Quelle différence entre analyse et dimensionnement des structures ?
L’analyse calcule les efforts et les déplacements qu’une structure donnée développe sous des charges données : réactions, effort tranchant, moment fléchissant, effort normal, flèche. C’est de l’arithmétique sur un modèle, et la réponse est la même pour tout le monde. Le dimensionnement demande ensuite si ces efforts sont acceptables pour le matériau, la section et l’assemblage retenus selon un code précis — c’est là que résident le jugement et les coefficients de sécurité. Tous les outils StructureCalcs font de l’analyse ; aucun ne réalise de vérification de résistance selon un code.
Qu’est-ce qu’un cheminement des charges ?
Le trajet qu’emprunte une charge pour atteindre le sol : dalle, poutre secondaire, poutre principale, poteau, semelle, terrain.

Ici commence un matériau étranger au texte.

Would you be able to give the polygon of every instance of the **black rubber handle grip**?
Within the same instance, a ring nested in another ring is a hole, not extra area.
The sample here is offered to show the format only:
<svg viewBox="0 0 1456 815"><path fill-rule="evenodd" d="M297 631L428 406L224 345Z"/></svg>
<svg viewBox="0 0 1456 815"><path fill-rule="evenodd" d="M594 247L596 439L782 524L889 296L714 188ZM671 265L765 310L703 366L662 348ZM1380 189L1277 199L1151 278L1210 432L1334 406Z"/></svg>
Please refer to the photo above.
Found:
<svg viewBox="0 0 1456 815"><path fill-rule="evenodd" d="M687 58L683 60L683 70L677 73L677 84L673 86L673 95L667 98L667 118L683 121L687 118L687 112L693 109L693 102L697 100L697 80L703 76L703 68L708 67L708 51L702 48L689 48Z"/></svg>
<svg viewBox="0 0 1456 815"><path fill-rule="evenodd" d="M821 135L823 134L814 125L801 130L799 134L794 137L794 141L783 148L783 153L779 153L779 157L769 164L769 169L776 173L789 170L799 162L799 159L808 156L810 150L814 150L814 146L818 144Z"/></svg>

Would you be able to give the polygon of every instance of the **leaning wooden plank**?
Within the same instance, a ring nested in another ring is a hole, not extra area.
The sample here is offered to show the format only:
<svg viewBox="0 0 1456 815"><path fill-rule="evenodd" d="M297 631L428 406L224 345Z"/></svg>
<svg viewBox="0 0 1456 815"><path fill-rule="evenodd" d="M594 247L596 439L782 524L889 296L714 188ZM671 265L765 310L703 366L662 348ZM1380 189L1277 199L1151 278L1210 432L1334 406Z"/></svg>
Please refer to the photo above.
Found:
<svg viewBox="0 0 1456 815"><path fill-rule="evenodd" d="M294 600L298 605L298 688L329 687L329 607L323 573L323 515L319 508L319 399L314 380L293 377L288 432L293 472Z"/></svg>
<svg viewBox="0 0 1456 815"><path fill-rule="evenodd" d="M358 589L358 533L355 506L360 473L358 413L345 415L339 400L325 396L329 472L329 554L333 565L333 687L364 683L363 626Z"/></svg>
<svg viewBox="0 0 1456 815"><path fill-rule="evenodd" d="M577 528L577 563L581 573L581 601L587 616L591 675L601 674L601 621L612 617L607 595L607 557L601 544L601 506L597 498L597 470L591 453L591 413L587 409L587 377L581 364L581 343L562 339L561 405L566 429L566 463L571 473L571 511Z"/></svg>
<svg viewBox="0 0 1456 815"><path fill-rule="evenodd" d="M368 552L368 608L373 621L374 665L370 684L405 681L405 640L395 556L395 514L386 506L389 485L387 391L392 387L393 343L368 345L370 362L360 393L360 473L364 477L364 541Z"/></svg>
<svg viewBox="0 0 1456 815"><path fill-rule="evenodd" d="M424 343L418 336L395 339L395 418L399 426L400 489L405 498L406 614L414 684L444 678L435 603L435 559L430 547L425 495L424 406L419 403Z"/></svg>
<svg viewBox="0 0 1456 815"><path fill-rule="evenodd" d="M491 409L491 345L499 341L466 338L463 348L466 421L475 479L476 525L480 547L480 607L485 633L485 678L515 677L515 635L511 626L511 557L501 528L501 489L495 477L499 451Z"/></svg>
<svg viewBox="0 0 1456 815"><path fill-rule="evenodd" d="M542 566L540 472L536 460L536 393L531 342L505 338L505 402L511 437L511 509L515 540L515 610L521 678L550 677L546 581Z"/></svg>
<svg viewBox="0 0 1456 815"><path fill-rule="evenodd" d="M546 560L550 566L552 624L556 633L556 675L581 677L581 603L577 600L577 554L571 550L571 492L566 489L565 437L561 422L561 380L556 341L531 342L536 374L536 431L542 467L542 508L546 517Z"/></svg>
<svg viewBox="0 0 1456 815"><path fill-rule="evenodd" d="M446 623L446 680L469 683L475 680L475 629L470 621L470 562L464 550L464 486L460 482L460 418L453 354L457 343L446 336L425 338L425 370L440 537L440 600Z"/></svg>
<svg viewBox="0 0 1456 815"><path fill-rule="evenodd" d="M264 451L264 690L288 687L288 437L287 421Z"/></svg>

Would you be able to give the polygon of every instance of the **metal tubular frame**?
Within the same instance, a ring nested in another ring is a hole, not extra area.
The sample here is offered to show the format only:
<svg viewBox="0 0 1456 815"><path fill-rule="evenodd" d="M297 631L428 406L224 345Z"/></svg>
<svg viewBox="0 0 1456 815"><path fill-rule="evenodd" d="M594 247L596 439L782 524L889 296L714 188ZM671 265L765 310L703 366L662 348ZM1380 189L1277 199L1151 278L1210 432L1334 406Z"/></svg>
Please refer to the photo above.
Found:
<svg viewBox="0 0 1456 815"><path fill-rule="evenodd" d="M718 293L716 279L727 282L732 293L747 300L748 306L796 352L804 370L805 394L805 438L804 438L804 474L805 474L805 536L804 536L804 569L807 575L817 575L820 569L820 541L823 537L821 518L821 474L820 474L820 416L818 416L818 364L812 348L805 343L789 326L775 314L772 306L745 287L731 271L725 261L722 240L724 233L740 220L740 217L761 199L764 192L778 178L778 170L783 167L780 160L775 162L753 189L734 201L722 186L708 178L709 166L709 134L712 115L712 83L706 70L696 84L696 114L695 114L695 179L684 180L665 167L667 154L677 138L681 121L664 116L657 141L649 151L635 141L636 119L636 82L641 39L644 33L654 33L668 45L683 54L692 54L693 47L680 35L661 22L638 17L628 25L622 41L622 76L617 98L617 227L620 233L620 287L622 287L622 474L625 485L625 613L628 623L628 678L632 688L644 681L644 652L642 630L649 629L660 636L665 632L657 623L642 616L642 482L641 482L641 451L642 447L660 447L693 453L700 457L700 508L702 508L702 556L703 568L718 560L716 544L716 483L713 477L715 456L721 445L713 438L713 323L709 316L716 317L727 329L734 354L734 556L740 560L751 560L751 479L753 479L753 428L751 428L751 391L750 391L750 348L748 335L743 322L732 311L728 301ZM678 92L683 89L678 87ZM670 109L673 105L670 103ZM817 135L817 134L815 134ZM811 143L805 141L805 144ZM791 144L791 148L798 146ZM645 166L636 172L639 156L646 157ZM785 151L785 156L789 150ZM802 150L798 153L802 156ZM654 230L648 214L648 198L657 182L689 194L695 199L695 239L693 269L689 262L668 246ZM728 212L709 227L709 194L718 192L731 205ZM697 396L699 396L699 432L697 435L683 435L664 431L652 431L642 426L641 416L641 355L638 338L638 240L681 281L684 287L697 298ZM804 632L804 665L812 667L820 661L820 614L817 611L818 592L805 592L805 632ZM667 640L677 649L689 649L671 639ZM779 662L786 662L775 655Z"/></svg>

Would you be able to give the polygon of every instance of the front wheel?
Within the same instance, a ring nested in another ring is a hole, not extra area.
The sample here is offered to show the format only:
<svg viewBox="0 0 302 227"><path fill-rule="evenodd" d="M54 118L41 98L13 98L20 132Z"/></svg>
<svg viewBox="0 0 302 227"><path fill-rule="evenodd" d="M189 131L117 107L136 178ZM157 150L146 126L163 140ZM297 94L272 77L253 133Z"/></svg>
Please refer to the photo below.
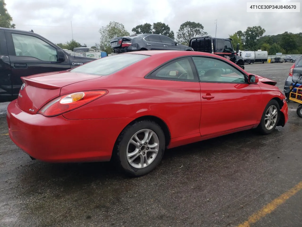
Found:
<svg viewBox="0 0 302 227"><path fill-rule="evenodd" d="M302 104L300 104L297 108L297 114L300 117L302 117Z"/></svg>
<svg viewBox="0 0 302 227"><path fill-rule="evenodd" d="M146 174L161 160L165 147L160 127L149 120L128 125L120 135L114 151L117 164L131 176Z"/></svg>
<svg viewBox="0 0 302 227"><path fill-rule="evenodd" d="M280 119L280 109L278 102L271 100L265 107L260 123L257 127L258 131L263 134L269 134L275 129Z"/></svg>

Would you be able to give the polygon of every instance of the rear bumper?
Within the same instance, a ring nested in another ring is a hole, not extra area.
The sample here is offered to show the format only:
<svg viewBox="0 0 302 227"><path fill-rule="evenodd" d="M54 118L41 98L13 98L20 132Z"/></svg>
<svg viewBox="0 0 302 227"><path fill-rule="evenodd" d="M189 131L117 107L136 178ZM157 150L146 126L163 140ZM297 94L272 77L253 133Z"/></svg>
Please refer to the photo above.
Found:
<svg viewBox="0 0 302 227"><path fill-rule="evenodd" d="M35 159L53 162L109 160L117 138L133 120L47 117L22 111L17 100L8 107L7 119L9 136L17 146Z"/></svg>
<svg viewBox="0 0 302 227"><path fill-rule="evenodd" d="M287 77L287 78L286 78L286 80L285 81L285 83L284 84L284 88L283 89L283 91L284 92L284 94L285 94L286 98L288 99L289 97L288 95L289 94L288 93L289 92L289 91L290 90L289 87L291 86L291 84L292 83L293 77L290 77L289 76L288 76Z"/></svg>
<svg viewBox="0 0 302 227"><path fill-rule="evenodd" d="M284 120L282 121L282 122L281 123L278 124L278 126L280 125L282 127L285 125L288 120L288 107L287 105L287 103L286 102L286 100L283 100L283 105L280 111L283 113L284 118L283 119Z"/></svg>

Le tracer est la première chose à faire sur toute structure, car chaque étape est un modèle d’analyse et la réaction d’une étape devient la charge de la suivante. Le trajet n’est pas fixé par la forme seule : un détail aussi mince que le pied de poteau articulé ou encastré déplace la flexion entre la charpente et les fondations.
Comment vérifier qu’un résultat de calcul est juste ?
Commencez par l’équilibre. Additionnez les réactions verticales données par l’outil et comparez-les à la charge totale appliquée : elles doivent coïncider. Cela prend quelques secondes, n’exige aucune théorie, et attrape les deux erreurs de modélisation les plus fréquentes qui soient — une charge saisie avec le mauvais signe, et une charge saisie deux fois. Vérifiez ensuite que le moment est nul sur toute articulation ou appui simple, et que l’effort tranchant s’annule là où le moment culmine.
Quelle différence entre ELU et ELS ?
Ils posent des questions différentes. L’état limite ultime demande si la structure va rompre : résistance, stabilité, flambement, renversement, vérifiés sous charges pondérées. L’état limite de service demande si elle sera utilisable : flèche, vibration, fissuration, vérifiés sous charges non pondérées. Une barre peut satisfaire l’un et échouer à l’autre, et sur les grandes portées c’est en général le service qui gouverne.